En vertu de la résolution, un embargo sur les armes conventionnelles contre l’Iran était en place jusqu’en octobre 2020. Mais les restrictions sur les missiles et les technologies connexes s’étendent jusqu’en octobre 2023, et les diplomates occidentaux disent que cela inclut l’exportation et l’achat de systèmes militaires avancés tels que les drones, qui sont également connus sous le nom de véhicules aériens sans pilote ou UAV.

L’ambassadeur iranien Amir Saeid Iravani a déclaré mercredi qu’il « rejetait catégoriquement les allégations infondées et non fondées selon lesquelles l’Iran aurait transféré des drones pour l’utilisation (dans) le conflit en Ukraine ». Il a accusé des pays anonymes d’essayer de lancer une campagne de désinformation pour « établir à tort un lien » avec la résolution de l’ONU.

« De plus, l’Iran est fermement convaincu qu’aucune de ses exportations d’armes, y compris les UAV, vers aucun pays » ne viole la résolution 2231, a-t-il ajouté.

La France, l’Allemagne et la Grande-Bretagne ont soutenu vendredi l’accusation de l’Ukraine selon laquelle l’Iran a fourni des drones à la Russie en violation de la résolution de 2015 et qu’ils sont utilisés dans des attaques contre des civils et des centrales électriques en Ukraine.
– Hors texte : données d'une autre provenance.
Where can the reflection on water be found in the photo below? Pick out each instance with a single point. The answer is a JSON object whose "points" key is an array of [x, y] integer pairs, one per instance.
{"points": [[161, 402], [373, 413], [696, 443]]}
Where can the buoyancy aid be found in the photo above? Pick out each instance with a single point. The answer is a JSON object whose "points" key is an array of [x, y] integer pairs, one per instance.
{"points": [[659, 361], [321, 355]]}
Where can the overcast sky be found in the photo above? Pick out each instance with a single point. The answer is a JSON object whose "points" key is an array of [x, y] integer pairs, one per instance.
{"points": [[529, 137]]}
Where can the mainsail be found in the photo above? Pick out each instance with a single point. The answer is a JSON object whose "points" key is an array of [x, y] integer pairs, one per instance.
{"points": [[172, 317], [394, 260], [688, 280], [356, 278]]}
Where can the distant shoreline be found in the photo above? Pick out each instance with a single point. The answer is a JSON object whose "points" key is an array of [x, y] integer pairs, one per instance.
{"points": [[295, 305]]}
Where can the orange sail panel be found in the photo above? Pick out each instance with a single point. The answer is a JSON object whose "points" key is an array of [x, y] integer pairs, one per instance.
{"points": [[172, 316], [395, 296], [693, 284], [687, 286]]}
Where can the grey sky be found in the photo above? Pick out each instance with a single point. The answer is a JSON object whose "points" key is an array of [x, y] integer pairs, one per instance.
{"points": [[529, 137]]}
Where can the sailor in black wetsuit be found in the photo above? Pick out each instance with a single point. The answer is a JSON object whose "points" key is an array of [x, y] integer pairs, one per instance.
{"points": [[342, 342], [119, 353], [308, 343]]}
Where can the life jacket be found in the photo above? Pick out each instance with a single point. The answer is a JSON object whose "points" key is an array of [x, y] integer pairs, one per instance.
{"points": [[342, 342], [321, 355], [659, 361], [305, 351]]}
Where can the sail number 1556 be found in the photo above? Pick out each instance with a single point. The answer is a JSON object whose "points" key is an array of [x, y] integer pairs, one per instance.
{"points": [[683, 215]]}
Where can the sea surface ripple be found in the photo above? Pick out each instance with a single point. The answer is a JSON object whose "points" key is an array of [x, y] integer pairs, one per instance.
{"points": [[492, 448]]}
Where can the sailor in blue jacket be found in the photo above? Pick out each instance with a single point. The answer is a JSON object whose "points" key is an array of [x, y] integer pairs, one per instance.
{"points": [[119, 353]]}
Ils ont soutenu l’appel de Kyiv pour une enquête de l’ONU.

Les trois pays européens ont déclaré dans une lettre conjointe aux 15 membres du conseil que des informations provenant de sources ouvertes suggèrent que l’Iran a l’intention de transférer davantage de drones vers la Russie ainsi que des missiles balistiques.

Ni l’Iran ni la Russie n’ont demandé l’approbation préalable du conseil pour le transfert des drones Mohajer et Shahed et ont donc « violé la résolution 2231 », indique la lettre.

Les États-Unis ont envoyé une lettre similaire, indiquant que des drones iraniens avaient été transférés en Russie fin août et demandant à l’équipe du Secrétariat de l’ONU chargée de surveiller la mise en œuvre de la résolution de « mener une enquête technique et impartiale qui évalue le type de drones impliqués dans ces transferts ».

Nebenzia a également envoyé une lettre affirmant que DiCarlo se range du côté de l’Occident pour mener une enquête. Sa lettre insiste sur le fait que « le Secrétariat de l’ONU n’a aucune autorité pour mener, ou sous toute autre forme s’engager, dans une « enquête » » liée à la résolution 2231.